For the outer ring, supply and demand work differently. Yes, overall demand for software development will grow. But the barrier to entry drops. Someone with modest programming skills augmented by AI can now deliver work that previously required years of experience. The talent pool expands faster than demand.

The result isn’t mass unemployment. It’s wage compression and a flattening of the career ladder. Junior-level productivity catches up to senior-level productivity faster than ever before. The mid-career premium shrinks. Seniority still matters, but it matters less.

The New Scarcity

In this landscape, what becomes genuinely valuable?

First, the ability to build and improve the AI systems themselves. This requires deep technical knowledge that AI cannot easily augment because you need to understand the tools at a level beyond what the tools can explain.

Second, judgement. Knowing what to build, why to build it, and whether it should be built at all. AI can generate code quickly, but it can’t tell you whether the feature makes strategic sense or the architecture will scale with your business.

Third, system-level thinking. As individual components become easier to produce, the complexity shifts to integration, to understanding how pieces fit together, to managing emergent behaviour in large systems. The person who can hold the whole picture in their head becomes more valuable, not less.

Fourth, trust. When AI can generate plausible-looking code instantly, the ability to verify, to know when something is subtly wrong, to take responsibility for outcomes. These become premium skills. Companies will pay for engineers they trust not to ship AI-generated nonsense.

What This Means Practically

If you’re building your career in tech, the strategic implications are clear.

Don’t compete on the dimension AI compresses. Producing more code faster is a race to the bottom. You won’t beat AI at being AI.

Invest in depth over breadth. Shallow knowledge of many tools becomes less valuable when AI can provide shallow knowledge instantly. Deep expertise in specific domains, the kind that lets you spot when AI is confidently wrong, becomes the differentiator.

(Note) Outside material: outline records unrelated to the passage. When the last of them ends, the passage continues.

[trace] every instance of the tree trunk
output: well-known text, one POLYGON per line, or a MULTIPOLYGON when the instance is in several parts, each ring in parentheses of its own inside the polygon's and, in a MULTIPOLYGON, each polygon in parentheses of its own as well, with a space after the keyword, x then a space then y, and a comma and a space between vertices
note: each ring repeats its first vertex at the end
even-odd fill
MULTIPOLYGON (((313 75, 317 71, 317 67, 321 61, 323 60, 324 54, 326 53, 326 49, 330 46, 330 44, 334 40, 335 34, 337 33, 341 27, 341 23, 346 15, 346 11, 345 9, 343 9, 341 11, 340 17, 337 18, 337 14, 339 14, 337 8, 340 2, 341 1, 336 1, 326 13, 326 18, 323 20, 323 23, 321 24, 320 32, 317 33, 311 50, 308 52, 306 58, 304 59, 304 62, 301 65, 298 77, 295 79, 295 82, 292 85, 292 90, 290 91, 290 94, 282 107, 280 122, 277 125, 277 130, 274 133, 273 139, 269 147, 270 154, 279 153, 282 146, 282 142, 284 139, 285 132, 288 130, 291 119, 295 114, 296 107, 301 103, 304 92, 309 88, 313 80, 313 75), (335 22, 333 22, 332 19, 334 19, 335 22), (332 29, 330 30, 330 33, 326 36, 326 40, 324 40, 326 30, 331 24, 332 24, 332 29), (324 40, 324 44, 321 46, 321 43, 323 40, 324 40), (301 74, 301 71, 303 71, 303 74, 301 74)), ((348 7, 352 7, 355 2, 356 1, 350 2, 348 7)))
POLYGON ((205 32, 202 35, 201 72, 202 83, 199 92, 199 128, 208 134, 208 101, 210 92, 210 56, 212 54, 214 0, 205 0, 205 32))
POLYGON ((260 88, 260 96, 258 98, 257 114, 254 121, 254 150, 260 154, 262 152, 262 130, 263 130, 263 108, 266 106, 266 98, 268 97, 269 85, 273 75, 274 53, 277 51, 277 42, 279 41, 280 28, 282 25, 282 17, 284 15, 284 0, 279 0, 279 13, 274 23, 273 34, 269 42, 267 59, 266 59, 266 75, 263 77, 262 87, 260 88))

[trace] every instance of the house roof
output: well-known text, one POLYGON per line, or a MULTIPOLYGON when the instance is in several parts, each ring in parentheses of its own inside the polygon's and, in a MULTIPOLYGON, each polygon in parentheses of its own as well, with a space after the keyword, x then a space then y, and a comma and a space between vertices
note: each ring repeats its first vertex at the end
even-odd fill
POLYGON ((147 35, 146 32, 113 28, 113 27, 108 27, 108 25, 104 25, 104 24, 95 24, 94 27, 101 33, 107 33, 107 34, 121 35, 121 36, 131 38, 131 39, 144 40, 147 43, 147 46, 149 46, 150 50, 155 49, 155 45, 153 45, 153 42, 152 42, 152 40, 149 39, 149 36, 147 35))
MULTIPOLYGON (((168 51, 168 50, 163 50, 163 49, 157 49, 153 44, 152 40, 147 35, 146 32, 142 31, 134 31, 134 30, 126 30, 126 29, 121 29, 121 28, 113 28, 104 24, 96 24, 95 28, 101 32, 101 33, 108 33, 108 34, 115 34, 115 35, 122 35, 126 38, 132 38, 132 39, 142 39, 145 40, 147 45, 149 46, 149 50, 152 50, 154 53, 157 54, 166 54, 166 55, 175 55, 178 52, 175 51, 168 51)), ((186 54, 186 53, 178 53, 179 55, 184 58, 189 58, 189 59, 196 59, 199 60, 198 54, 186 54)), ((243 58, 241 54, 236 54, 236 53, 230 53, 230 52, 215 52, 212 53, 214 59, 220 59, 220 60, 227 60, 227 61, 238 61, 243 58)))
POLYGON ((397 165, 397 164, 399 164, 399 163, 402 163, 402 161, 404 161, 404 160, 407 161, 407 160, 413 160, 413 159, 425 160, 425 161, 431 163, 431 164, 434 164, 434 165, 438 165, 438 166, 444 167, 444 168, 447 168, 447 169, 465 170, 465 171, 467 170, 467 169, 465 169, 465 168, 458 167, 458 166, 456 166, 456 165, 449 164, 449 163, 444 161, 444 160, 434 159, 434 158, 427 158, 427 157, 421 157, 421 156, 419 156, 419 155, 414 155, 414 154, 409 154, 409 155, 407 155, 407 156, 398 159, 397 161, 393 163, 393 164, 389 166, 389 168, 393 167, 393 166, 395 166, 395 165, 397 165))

Move toward the inner ring if you can. Understanding how these systems work at a fundamental level is an appreciating asset. This doesn’t mean everyone needs to train LLMs, but understanding the tools deeply enough to extend and customise them creates leverage.

Focus on the parts of the stack where failure is expensive. The closer your work is to critical systems, production infrastructure, security, data integrity, the more your judgement and experience matter relative to raw output speed.

The Honest Uncertainty

None of this is certain. Jevons’ Paradox suggests demand will grow, but it doesn’t guarantee where that demand concentrates or how compensation distributes. We’re in genuinely uncharted territory.

What seems clear is that the binary narratives, mass unemployment versus business as usual, both miss the structural changes happening beneath the surface. Jobs won’t disappear, but the shape of those jobs and the rewards they command will shift in ways that advantage some skills and experiences while disadvantaging others.

The engineers who thrive will be those who understand which side of that divide they’re on and position themselves accordingly. The ones who struggle will be those who assume their current skills remain valuable simply because they always have been.

Efficiency revolutions create abundance. But abundance changes who captures value from work. That’s the lesson Jevons taught us. We’re about to learn it again.